After an Offseason Filled With Funerals, the H.D. Woodson Girls Team Turns Its Attention to Basketball

By Jeff Nelson
Special to The Washington Post
Thursday, December 11, 2008

Frank Oliver's life is all about basketball, so he has no trouble remembering the exact date of the first phone call. It was June 17, late at night, nearly 20 minutes after the Boston Celtics clinched the NBA title.

The H.D. Woodson girls' coach, who had been rooting for Kevin Garnett to finally win a championship, watched in the bedroom of his Southeast Washington home, enthralled by the celebration.

Then his cellphone rang.

It was his mother, and she was crying.
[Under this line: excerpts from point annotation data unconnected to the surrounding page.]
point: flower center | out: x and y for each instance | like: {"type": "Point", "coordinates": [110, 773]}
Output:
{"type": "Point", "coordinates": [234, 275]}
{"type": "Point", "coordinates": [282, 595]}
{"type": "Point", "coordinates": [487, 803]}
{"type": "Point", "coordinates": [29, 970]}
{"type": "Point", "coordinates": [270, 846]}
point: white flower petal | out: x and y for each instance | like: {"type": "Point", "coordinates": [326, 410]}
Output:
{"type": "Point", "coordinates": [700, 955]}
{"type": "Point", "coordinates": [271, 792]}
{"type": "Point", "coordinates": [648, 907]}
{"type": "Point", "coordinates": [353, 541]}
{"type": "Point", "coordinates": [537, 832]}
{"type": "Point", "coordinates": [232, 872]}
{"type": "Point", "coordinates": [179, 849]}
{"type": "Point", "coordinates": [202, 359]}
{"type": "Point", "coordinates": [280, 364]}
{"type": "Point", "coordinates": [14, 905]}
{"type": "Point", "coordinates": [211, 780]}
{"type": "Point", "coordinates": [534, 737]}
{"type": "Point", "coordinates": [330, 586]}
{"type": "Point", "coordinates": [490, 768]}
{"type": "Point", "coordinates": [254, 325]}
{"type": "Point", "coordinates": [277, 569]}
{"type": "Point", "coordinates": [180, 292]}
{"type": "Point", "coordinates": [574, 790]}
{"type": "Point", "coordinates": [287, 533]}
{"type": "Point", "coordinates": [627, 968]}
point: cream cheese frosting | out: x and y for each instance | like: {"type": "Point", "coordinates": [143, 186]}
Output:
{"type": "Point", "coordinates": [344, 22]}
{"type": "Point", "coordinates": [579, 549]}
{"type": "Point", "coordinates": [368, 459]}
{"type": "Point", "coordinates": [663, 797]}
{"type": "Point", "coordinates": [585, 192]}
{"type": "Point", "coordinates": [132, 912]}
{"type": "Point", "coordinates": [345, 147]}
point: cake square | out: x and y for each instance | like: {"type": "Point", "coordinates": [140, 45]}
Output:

His second cousin had been shot in District Heights. She was dead at age 17.

"I just could not believe it," Oliver said. "I said: 'No, not her. It just can't be.' So young, you know. Who would want to do something like that to somebody, to take away their life, a young girl? It was shock."

Oliver tried to accept the reality of losing a loved one, unaware that he would soon have company.

Between that June night and the first game of the 2008-09 season, he received three more calls with crushing news. Each time, it was one of the girls from his basketball team at H.D. Woodson, and someone's brother, or mother, or cousin had died.

For a team contending for the nation's No. 1 high school ranking, it was an offseason filled with funerals. And now, with their national schedule underway and their lofty goals unchanged, the H.D. Woodson girls plan on overcoming personal loss by achieving team glory.

"It will be tough," senior Jeniece Johnson said, "but we can do it."

They already displayed their ability to play -- and play well -- regardless of the circumstances, back in July.

The Warriors, who form a club team coached by Oliver in the summer, returned from a tournament in Tennessee late on the night of July 16.

The following day, it became apparent that one of Carleeda Green's older brothers was missing. He did not come home the night before, and as the day dragged on, Green's family grew more concerned.